Italy's Berlusconi suggests amnesty for 'necessary' illegal building

ROME (Reuters) - Italian center-right leader Silvio Berlusconi said on Wednesday he may introduce an amnesty on some illegal construction if his coalition takes power at a national election on March 4.

Keen to avoid taxes and red tape, housebuilders in Italy have long sidestepped regulations, putting up housing that sometimes does not resist the country’s frequent earthquakes and landslides, and clogging picturesque locations.

Berlusconi, who backed pardons for some unlawful building during four previous stints as prime minister, said that such a measure could help cover the costs of his flagship plan for a flat tax.

“I say yes only if the requirement that it was necessary (to build illegally) is strictly applied,” said Berlusconi, whose coalition is tipped to get the most votes but fall short of an absolute majority.

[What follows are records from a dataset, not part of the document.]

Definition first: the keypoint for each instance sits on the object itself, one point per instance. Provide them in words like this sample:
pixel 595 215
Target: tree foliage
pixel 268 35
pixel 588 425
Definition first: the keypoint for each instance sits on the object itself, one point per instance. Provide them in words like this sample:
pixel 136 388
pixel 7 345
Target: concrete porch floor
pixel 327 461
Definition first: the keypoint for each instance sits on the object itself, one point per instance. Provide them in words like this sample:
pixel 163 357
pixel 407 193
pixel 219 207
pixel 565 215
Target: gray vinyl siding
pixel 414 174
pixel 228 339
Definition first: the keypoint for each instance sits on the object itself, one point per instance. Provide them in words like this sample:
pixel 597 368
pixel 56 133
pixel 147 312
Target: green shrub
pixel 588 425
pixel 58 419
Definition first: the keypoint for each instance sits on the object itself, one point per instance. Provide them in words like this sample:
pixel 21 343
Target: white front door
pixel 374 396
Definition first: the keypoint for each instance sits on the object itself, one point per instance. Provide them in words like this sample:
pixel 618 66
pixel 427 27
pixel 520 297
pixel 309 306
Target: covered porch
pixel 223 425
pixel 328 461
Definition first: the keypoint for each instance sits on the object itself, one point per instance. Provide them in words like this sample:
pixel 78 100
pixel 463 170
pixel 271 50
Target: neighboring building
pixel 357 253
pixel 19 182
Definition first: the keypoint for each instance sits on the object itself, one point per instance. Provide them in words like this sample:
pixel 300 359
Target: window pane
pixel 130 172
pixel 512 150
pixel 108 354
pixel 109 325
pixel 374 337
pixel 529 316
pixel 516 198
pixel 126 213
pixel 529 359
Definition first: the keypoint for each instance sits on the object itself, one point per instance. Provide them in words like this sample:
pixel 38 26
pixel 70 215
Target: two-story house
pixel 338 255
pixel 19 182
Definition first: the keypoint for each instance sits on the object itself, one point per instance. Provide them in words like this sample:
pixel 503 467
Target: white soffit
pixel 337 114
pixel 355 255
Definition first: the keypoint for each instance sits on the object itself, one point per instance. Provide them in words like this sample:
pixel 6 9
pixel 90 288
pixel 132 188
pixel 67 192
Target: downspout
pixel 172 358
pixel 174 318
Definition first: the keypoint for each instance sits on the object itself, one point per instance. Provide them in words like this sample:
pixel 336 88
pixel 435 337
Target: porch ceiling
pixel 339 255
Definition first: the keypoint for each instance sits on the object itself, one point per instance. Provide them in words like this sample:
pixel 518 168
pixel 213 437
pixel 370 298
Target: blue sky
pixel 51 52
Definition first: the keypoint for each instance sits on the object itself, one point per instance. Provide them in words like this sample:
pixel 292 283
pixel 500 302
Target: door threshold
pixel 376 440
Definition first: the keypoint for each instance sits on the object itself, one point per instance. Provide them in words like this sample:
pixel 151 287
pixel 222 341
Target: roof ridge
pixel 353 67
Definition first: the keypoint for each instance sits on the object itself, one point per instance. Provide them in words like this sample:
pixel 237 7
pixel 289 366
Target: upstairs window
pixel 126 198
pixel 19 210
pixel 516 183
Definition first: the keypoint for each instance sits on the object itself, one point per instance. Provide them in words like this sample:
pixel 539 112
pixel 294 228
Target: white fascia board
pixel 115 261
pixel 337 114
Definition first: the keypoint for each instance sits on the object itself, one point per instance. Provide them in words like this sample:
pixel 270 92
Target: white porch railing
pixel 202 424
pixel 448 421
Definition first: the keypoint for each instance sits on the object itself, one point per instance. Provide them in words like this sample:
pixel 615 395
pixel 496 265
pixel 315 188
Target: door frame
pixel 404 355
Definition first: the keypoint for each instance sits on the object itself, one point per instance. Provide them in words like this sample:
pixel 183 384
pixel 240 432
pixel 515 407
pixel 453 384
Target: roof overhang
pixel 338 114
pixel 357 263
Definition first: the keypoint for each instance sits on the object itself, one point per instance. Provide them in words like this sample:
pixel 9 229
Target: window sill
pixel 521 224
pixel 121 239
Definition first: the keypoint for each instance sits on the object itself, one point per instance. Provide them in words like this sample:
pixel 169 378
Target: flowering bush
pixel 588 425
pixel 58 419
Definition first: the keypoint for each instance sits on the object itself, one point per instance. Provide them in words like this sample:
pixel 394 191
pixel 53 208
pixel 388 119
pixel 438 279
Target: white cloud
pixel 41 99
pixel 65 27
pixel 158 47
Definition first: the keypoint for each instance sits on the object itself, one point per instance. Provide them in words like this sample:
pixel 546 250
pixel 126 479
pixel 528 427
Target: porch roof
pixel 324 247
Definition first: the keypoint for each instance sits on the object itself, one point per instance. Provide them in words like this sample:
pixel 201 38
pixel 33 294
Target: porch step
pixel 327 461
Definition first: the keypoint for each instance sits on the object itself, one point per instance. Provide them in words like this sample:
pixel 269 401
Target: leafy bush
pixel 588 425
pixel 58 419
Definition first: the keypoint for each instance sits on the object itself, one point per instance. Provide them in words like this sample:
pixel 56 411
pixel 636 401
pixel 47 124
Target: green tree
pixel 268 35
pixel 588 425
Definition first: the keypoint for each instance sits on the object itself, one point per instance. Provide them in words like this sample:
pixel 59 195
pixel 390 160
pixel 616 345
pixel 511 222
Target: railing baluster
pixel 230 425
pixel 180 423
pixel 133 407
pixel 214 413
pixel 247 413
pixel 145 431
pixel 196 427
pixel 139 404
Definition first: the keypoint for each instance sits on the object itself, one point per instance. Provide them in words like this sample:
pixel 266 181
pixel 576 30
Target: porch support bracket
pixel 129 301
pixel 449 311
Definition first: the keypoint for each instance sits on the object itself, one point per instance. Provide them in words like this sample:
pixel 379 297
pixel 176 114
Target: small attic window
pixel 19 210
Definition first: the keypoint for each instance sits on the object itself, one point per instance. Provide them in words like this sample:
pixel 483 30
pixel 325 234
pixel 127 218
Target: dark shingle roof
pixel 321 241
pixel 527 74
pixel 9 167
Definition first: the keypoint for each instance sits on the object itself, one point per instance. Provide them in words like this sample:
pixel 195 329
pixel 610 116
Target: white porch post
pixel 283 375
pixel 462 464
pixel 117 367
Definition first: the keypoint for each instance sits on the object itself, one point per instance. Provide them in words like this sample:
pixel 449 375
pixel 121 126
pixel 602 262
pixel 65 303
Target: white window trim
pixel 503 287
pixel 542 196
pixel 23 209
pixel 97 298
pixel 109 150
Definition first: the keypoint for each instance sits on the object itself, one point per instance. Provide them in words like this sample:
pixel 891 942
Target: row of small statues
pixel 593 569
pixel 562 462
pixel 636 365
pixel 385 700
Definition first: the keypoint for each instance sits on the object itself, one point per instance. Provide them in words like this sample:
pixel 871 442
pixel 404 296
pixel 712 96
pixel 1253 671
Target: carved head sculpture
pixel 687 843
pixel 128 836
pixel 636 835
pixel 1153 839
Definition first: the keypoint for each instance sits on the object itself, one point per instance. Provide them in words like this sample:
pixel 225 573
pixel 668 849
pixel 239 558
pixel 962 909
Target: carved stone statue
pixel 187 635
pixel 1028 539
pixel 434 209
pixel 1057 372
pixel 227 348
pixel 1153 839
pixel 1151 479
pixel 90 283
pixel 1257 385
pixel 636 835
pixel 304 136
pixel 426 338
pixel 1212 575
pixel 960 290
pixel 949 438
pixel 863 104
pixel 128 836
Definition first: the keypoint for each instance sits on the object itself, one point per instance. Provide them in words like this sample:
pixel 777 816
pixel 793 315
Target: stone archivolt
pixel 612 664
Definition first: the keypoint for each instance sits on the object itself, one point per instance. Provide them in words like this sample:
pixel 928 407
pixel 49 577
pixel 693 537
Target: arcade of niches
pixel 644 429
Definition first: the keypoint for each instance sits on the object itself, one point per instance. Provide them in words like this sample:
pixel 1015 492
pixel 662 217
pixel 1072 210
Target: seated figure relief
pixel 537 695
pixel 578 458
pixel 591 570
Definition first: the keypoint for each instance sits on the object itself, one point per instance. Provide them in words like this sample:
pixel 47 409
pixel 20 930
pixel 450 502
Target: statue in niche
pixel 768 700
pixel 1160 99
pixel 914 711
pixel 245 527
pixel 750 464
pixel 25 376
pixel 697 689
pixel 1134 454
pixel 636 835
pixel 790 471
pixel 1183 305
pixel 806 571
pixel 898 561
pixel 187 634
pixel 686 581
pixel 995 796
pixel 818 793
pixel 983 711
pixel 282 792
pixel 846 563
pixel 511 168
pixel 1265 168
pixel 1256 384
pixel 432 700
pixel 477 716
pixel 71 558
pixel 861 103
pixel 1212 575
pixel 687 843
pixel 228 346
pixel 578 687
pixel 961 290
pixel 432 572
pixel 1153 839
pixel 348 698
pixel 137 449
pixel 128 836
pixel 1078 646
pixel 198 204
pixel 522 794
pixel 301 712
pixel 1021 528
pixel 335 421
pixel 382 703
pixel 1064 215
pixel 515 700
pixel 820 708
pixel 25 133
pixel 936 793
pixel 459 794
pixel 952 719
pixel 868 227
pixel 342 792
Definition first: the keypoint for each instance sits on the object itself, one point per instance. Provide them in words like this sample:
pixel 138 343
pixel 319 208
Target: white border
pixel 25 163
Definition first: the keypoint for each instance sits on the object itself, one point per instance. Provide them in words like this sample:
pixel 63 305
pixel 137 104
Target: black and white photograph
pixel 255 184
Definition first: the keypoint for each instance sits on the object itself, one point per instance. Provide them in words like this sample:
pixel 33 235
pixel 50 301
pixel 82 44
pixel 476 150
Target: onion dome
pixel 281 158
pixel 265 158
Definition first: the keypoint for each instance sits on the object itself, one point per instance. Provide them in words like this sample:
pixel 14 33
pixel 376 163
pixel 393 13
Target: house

A fifth of the houses built in Italy in 2015 were illegal, according to statistics office ISTAT, a situation that is sometimes blamed on inadequate housing policy.

“Really, we need to change the rules. A person building a house or opening a restaurant or business should not have to wait years for authorizations and licenses any more,” he said.

FILE PHOTO: Italy's former Prime Minister Silvio Berlusconi during the taping of the television talk show "Porta a Porta" (Door to Door) in Rome, Italy January 11, 2018. REUTERS/Remo Casilli/File Photo

People should take responsibility for following the rules, and be given time to bring their activities into line if irregularities are identified after the fact, he said.

But the 81-year-old’s main ally, Matteo Salvini of the anti-immigrant Northern League, roundly rejected any amnesty, the latest in a string of policy clashes between the two.

“Our land is already too covered with cement, we need to knock down all the illegal buildings,” Salvini said.

In its shared program, the center-right coalition, which also includes the nationalist Brothers of Italy, has agreed to a halt on all outstanding tax litigation and a reprieve for smaller contributors who have financial problems.

Senate President Pietro Grasso, leader of small left-wing group Free and Equal, condemned the idea of forgiving people who flout building rules, comparing it to “when someone who evades taxes is exonerated because taxes are too high”.

“It is truly criminal to build everything on illegality. No more amnesties,” Grasso said.

If the center-right wins enough votes to be called on to form a government, the parties have decided that whoever gets the most votes will name the prime minister. Berlusconi cannot run himself due to a 2013 tax fraud conviction.